During his apprenticeship at Macleay Street Bistro, Mark Best’s passion for French food was ignited. In 1995 he won the Josephine Pignolet Young Chef Award and decided to open his own restaurant. A Balmain local, with an emerging food scene on his doorstep, Mark chose 390 Darling Street, Balmain. Peninsula hit the mark with its modern Australian cuisine infused by French techniques and quickly gained local support.
After a stint at three-Michelin starred L’Arpege in Paris, Mark opened Marque, where he earned his own acclaim and countless awards including SMH Good Food Guide three Chef’s Hats and a place on San Pellegrino’s World’s Top 50 Restaurants list.
Where is he now?
Mark is an ambassador for AEG Australia and executive chef at Bistro by Mark Best, on a luxury ship sailing outof Singapore.
Blazing her own trail is Balmain’s beloved master baker, Myriam Cordellier-Wever, who established her boulangerie at 285 Darling Street Balmain over 30 years ago.

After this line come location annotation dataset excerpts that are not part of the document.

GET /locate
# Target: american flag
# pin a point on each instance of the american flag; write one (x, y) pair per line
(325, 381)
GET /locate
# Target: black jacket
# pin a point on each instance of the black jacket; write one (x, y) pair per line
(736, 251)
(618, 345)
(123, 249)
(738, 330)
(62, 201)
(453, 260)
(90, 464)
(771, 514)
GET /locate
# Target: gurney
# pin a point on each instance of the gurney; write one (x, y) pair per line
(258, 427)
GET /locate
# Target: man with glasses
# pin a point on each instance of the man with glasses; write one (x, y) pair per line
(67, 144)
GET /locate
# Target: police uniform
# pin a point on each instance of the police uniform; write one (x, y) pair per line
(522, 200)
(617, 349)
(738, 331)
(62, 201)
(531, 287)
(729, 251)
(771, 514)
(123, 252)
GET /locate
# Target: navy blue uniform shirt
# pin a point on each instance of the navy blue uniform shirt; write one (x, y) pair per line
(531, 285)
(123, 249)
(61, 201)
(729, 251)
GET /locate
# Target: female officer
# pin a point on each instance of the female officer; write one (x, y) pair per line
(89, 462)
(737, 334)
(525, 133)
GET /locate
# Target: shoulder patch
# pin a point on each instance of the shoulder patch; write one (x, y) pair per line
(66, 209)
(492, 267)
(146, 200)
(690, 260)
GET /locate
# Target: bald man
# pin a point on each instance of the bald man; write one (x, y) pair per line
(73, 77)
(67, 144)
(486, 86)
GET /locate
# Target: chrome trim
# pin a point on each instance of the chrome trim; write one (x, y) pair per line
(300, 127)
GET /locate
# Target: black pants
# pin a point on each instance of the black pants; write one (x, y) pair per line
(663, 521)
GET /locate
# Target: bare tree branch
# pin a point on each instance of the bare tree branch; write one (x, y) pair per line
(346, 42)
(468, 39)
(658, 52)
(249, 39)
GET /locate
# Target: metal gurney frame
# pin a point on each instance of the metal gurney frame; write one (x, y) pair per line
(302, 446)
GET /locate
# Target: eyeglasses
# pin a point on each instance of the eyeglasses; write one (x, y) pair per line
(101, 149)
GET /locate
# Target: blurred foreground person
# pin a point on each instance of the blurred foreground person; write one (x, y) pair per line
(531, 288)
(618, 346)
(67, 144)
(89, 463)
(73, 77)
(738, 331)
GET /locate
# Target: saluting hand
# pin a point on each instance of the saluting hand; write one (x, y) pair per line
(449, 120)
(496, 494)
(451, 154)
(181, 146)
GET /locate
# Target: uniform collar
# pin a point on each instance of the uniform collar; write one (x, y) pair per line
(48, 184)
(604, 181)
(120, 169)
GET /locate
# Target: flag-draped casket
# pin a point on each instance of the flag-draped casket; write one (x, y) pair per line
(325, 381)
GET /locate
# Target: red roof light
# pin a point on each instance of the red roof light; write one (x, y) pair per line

Back in the heyday of fine dining, before artisan bread was a ‘thing’, this small Parisian bakery rose to fame with its signature sourdough. Victoire was the exclusive supplier to both Neil Perry’s Rockpool and Qantas first-class.
Where is she now?
Myriam continues an activerole in the business, which remains in both Rozelle and in the old Citroen van in Balmain.
Australia’s answer to Willy Wonka is pâtissier Adriano Zumbo who started his dessert empire in 2007 in a very humble space at 296 Darling Street, Balmain. In the years prior, this innovator crafted his French baking skills while working with Myriam at Victoire, before selling his own homemade sweets to his very first customer, Bertoni café. Zumbo rose to fame after appearing on Australia’s MasterChef. He rapidly expanded, setting up stores in Sydney and Melbourne, as well as managing his growing tv presenting portfolio including his own show, Just Desserts, filmed in the UK.
Where is he now?
Zumbo relocated to Queensland and recently opened a pick-up only store in Noosaville where you collect online orders of his delectable desserts.
• Run by the great grandkids is another long-standing culinary success story, Belle Fleur Fine Chocolates. From a family chocolate shop in Belgium, the Heerdt family are fourth-generation chocolatiers who have maintained residence at 685 Darling Street Rozelle for over 30 years. These handcrafted delights have been hitting the sweet spot of many locals and visitors.
• Sydney’s first contemporary Turkish restaurant, Efendy, was born in Balmain, under the reigns of owner and chef Somer Sivrioglu. Somer and his all Turkish-speaking team operated for 14 years before closing late last year when the building was sold. He’s now opened Efendy in Turkey and is quite the celeb!
• Before Efendy, came L’Unico at the same historic Elliott Street site, (which incidentally is where I was married), a fine Italian dining experience led by the emerging talent of Danny Russo, who is now sharing his years of experience as a consultant chef, with his kitchen headquarters in Rozelle.
• I can’t write this list without including Bertoni (and full disclosure, I’m related), who led the gentrification of Sydney’s coffee scene. In their 18th year of business, this institution expanded across Sydney before scaling back to its roots in Balmain, freeing up time for Anthony’s burgeoning career in hospitality consulting.